Про отца ее, сапожника Айзика Фунта, раньше в местечке говорили так: «Тоже живет человек: семеро детей, а на всех одну селедку покупает». Кроме детей, были еще жена и теща; теща совсем старая, а жена всегда больная. Верстак Айзика стоял у окна. И часто сапожник, бросив сучить дратву или загонять в подметку гвозди, задумчиво смотрел в окно и чуть слышно напевал всегда одну и ту же песню:

Фрилинг тог, майн галдэнэр…[14]

Только и можно было услышать от него, что первые четыре слова, но пел он всегда о весне, даже тогда, при панах, когда за тусклым оконцем его хаты стояла грустная осень…

И золотой весенний день настал. Да только посветил он недолго — через полтора года в местечко пришли фашисты…

Каждое утро пьяные полицаи устраивали себе потеху: выгоняли евреев-мужчин на рыночную площадь и там начиналась жестокая и бессмысленная муштра.

Вернувшись домой, Айзик валился на чурбачок перед верстаком, смотрел в окно и руки его не в силах были взяться за работу… Хотелось запеть свою короткую, грустную песенку, но теперь она застревала в горле. Мысли бессильно толклись в измученной голове, а слезы, казалось, вот-вот упадут на грубый, корявый сапожный фартук.

— Я-то, может, пойду, — шептал Айзик своему соседу Миколе, — я-то, может, возьму винтовку, вместе с тобой, а они?..

Он кивал головой на хату, полную детей, а потом кричал на младшенькую, всегда вертевшуюся под ногами:

— Ася, ступай к бабушке! Ты чего здесь стоишь?

Девочка послушно шла за перегородку, а отец тихонько повторял:

— А что с ними будет, Микола? С ними?..

И страшный день пришел. Серым осенним утром местечко разбудили выстрелы и жуткий крик…

* * *

Асе трудно рассказать, как все это случилось. Словно сквозь сон, девочка помнит только, что все они бежали проулком по грязи мимо хат и плетней, а потом кто-то подхватил ее на руки и понес.
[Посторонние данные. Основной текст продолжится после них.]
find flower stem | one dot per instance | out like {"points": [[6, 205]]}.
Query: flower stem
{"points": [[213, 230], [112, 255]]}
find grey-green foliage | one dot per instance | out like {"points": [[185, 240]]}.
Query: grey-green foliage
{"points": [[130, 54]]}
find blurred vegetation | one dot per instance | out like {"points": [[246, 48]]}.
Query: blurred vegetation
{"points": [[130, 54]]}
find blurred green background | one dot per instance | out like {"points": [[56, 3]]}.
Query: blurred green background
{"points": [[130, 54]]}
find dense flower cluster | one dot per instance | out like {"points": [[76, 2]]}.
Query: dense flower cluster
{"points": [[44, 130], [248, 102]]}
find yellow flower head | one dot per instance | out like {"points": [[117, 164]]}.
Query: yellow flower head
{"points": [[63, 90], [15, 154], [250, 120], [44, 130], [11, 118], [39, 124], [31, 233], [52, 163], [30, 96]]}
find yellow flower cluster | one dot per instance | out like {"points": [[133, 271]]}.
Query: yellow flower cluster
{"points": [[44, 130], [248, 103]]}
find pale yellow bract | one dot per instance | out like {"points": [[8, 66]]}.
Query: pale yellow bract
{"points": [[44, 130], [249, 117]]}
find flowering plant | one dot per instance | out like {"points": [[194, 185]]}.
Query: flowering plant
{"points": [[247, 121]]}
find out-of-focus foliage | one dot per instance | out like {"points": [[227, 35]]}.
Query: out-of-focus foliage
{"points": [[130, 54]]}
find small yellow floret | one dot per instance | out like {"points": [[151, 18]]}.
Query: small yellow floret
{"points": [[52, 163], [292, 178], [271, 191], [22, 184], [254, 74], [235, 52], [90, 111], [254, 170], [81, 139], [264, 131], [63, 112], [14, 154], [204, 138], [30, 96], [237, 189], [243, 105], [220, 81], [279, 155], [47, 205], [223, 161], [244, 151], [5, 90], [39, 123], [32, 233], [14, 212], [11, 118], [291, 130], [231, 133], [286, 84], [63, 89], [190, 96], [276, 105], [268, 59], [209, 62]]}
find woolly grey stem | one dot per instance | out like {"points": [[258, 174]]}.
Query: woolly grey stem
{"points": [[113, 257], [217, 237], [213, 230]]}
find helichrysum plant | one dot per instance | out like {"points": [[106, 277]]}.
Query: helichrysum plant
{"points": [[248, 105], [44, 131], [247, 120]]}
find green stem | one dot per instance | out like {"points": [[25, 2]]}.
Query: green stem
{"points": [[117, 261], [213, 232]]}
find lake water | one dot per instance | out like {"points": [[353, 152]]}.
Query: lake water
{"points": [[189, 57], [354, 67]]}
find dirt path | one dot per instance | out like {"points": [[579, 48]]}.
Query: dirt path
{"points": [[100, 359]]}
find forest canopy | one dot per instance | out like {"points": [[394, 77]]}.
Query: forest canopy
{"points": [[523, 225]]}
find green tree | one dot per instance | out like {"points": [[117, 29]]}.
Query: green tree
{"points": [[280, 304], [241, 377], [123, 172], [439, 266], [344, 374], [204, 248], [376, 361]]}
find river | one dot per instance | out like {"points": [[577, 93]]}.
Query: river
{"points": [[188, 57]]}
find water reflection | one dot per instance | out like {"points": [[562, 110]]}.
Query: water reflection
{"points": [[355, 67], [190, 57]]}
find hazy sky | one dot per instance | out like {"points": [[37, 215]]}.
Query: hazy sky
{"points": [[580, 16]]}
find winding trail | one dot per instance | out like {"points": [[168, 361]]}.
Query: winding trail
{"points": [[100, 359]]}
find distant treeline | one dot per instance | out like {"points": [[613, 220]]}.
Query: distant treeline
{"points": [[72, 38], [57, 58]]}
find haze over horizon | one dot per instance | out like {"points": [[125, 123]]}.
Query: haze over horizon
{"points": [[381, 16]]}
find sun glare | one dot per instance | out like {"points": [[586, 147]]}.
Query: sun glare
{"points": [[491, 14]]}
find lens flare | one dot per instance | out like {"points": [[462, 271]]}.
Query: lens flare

Она дрыгала ногами и плакала: «Ма-а-мэ!» И только уже в хате девочка начала понимать, что́ с ней. Чужая бабушка держала ее на руках и, нахмурив брови, шептала:

— Глу-па-я, глу-пень-ка-я, тише!..

И Ася утихла. Она только всхлипывала и тяжело, глубоко вздыхала.

— Залезай туда и сиди покуда, — сказала бабушка, подсаживая девочку на печь. — Только, гляди, не плачь, чтоб не слышно было тебя. И не бойся, я сейчас приду.

Ася послушалась. Чтобы никто ее не увидел, она забралась в самый темный уголок на печи и с головой укрылась дерюгой, а чтоб никто не услышал, зажала руками рот. Когда она совсем перестала всхлипывать и, высунув голову, прислушалась — на шестке мурлыкал серый кот, а далеко-далеко, за хатами, слышны были выстрелы… Девочке снова стало страшно — она забыла о строгом наказе и громко заплакала.

— Ма-мэ! — звала она ту, кто был для нее лучше всех на свете. А потом, вспомнив того, кого она считала самым сильным, закричала: — Та-та-лэ! Та-тэ!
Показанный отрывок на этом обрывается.